Sebagaimana Khadijah radhiyallahu’anha, perempuan konglomerat bermahkota kehormatan, bermandikan gemilang karier, mau menghabiskan hartanya untuk dakwah dan menemani suaminya hidup menderita dalam tekanan embargo. Itulah cinta.
Namun, ada cinta sejati yang lebih dahsyat dan tidak banyak disadari oleh manusia. Sudahkah kita membalasnya?
Cinta sejati itu saat kau berniat melakukan kebaikan, dihitung satu pahala, sedangkan saat kau berniat melakukan keburukan, Ia rahasiakan niatmu itu.
Cinta sejati itu, saat kau mendekat pada-Nya satu jengkal, Ia mendekat padamu satu hasta. Saat kau mendekat satu hasta, Ia mendekat padamu satu depa. Saat kau mendekat dengan berjalan, Ia mendekat dengan berlari.

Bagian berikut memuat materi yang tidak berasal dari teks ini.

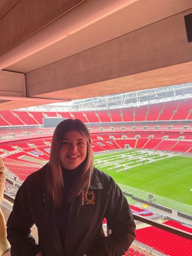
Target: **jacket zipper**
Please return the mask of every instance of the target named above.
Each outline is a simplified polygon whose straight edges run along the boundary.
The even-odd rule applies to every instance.
[[[47,207],[46,207],[46,204],[45,204],[45,194],[43,194],[43,204],[44,204],[44,207],[45,207],[45,219],[47,220],[47,222],[48,222],[48,218],[47,218]],[[49,229],[48,229],[48,230],[49,230]],[[58,244],[57,244],[57,241],[55,240],[55,237],[54,237],[53,235],[53,233],[52,233],[52,232],[50,232],[50,233],[51,233],[51,235],[52,235],[52,237],[53,237],[53,242],[54,242],[54,244],[55,244],[55,248],[56,248],[56,249],[57,249],[57,252],[60,252],[60,250],[59,250],[59,248],[58,247]],[[50,256],[52,256],[52,255],[50,255]]]

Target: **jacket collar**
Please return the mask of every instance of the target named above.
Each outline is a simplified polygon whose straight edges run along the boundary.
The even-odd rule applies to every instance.
[[[103,190],[103,186],[101,183],[100,179],[99,178],[98,172],[96,171],[96,169],[94,168],[91,184],[90,184],[90,189],[91,190]]]

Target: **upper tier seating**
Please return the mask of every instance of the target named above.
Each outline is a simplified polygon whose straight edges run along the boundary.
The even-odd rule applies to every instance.
[[[167,255],[192,255],[192,240],[153,226],[137,229],[135,240]]]

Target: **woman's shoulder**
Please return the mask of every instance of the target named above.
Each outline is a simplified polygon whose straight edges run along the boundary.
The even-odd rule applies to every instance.
[[[40,183],[42,180],[45,180],[45,171],[48,168],[48,164],[47,163],[40,169],[31,173],[26,178],[24,183],[29,185],[30,183],[38,184],[39,182]]]
[[[111,183],[114,182],[113,178],[110,175],[95,167],[93,169],[93,176],[95,178],[98,178],[101,183]]]

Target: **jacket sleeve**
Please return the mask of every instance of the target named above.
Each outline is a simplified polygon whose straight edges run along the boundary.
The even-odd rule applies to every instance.
[[[30,235],[30,228],[34,224],[29,209],[28,191],[24,182],[17,193],[7,224],[12,256],[34,256],[40,252],[39,245]]]
[[[118,185],[111,179],[106,217],[111,234],[96,245],[91,256],[122,256],[135,237],[135,224],[128,202]]]

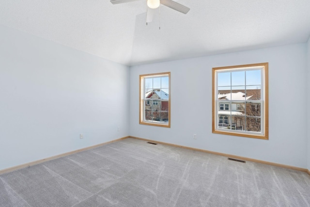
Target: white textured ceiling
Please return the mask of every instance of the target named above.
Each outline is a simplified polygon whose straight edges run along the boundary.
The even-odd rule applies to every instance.
[[[310,0],[178,0],[146,25],[145,0],[0,0],[0,24],[127,65],[303,43]],[[161,29],[159,29],[160,26]]]

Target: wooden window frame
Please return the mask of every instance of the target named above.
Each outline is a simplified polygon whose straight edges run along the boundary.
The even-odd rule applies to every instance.
[[[261,132],[256,133],[250,131],[235,131],[232,130],[225,130],[219,129],[217,127],[218,125],[217,118],[219,109],[217,108],[217,72],[226,70],[228,72],[247,70],[252,68],[258,68],[262,70],[261,80],[262,96],[260,101],[262,104],[260,106],[262,109],[261,114],[261,121],[263,124],[261,126]],[[260,64],[250,64],[235,66],[229,66],[225,67],[214,67],[212,68],[212,133],[221,134],[228,135],[237,136],[243,137],[261,139],[264,140],[268,139],[268,64],[264,63]],[[247,101],[246,101],[246,102]],[[225,105],[224,105],[225,107]],[[245,116],[246,118],[247,116]],[[231,116],[231,119],[232,117]],[[224,119],[223,120],[224,121]]]
[[[169,99],[168,99],[168,123],[161,122],[153,122],[152,121],[148,121],[144,120],[145,114],[144,114],[144,79],[145,78],[156,78],[160,77],[164,77],[166,76],[169,78]],[[140,110],[139,110],[139,124],[142,125],[149,125],[149,126],[157,126],[157,127],[166,127],[170,128],[170,126],[171,124],[171,119],[170,119],[170,114],[171,114],[171,107],[170,107],[170,103],[171,103],[171,95],[170,95],[170,82],[171,80],[171,76],[170,72],[165,72],[165,73],[154,73],[154,74],[144,74],[144,75],[140,75],[140,76],[139,81],[140,81],[140,95],[139,95],[139,103],[140,103]],[[161,101],[160,100],[152,100],[152,105],[154,105],[154,101]],[[157,103],[157,105],[158,103]]]

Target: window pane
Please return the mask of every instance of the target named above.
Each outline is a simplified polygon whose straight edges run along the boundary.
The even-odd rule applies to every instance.
[[[160,122],[160,112],[153,111],[153,121]]]
[[[168,111],[169,110],[169,101],[161,101],[161,111]]]
[[[168,122],[169,120],[169,113],[168,112],[161,112],[161,122]]]
[[[244,100],[246,99],[245,86],[232,87],[232,99],[234,100]]]
[[[160,88],[161,78],[155,78],[153,79],[153,88]]]
[[[232,116],[232,129],[243,131],[245,130],[246,117],[244,116]]]
[[[168,100],[169,99],[169,95],[163,90],[161,91],[160,98],[162,99]]]
[[[145,120],[148,121],[153,121],[153,111],[146,110],[145,111],[144,111]]]
[[[247,97],[248,97],[247,100],[261,100],[262,97],[261,87],[257,86],[254,89],[252,87],[247,86]]]
[[[260,118],[247,117],[247,130],[261,132],[261,119]]]
[[[218,107],[220,110],[224,110],[224,104],[219,104],[219,107]]]
[[[146,100],[144,101],[144,105],[145,108],[144,108],[145,111],[153,111],[153,102],[150,100]]]
[[[261,116],[261,103],[248,103],[247,104],[247,115]]]
[[[228,116],[225,116],[224,117],[224,123],[228,124]]]
[[[145,89],[153,89],[153,79],[145,78],[144,79]]]
[[[217,89],[217,92],[218,99],[230,100],[230,87],[219,87]]]
[[[247,85],[261,85],[261,70],[247,70],[246,71]]]
[[[152,90],[151,89],[145,89],[144,93],[144,98],[153,98]]]
[[[245,71],[232,72],[232,85],[245,85],[246,77]]]
[[[231,73],[218,73],[217,74],[217,86],[227,86],[231,85]]]
[[[169,88],[169,78],[168,77],[161,78],[161,88]]]

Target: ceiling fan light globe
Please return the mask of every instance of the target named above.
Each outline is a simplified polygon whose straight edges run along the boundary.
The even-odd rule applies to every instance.
[[[160,5],[160,0],[147,0],[147,6],[151,9],[158,8]]]

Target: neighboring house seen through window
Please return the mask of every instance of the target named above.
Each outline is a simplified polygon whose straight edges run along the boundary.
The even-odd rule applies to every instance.
[[[268,139],[268,63],[213,68],[213,133]]]
[[[170,73],[140,76],[140,123],[170,127]]]

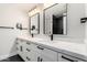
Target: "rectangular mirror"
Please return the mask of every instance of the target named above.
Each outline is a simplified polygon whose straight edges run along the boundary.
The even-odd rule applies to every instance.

Cinta sejati itu, saat kau bahkan melupakan-Nya, Ia tetap memberikan seluruh kasih sayangnya. Menunggumu kembali, membukakan pintu maaf yang amat luas, bahkan jika kesalahanmu sebesar gunung.
Tidak ada yang lebih sejati dari cintanya Allah. Sumber kebahagiaan, dan tidak pernah mengecewakan.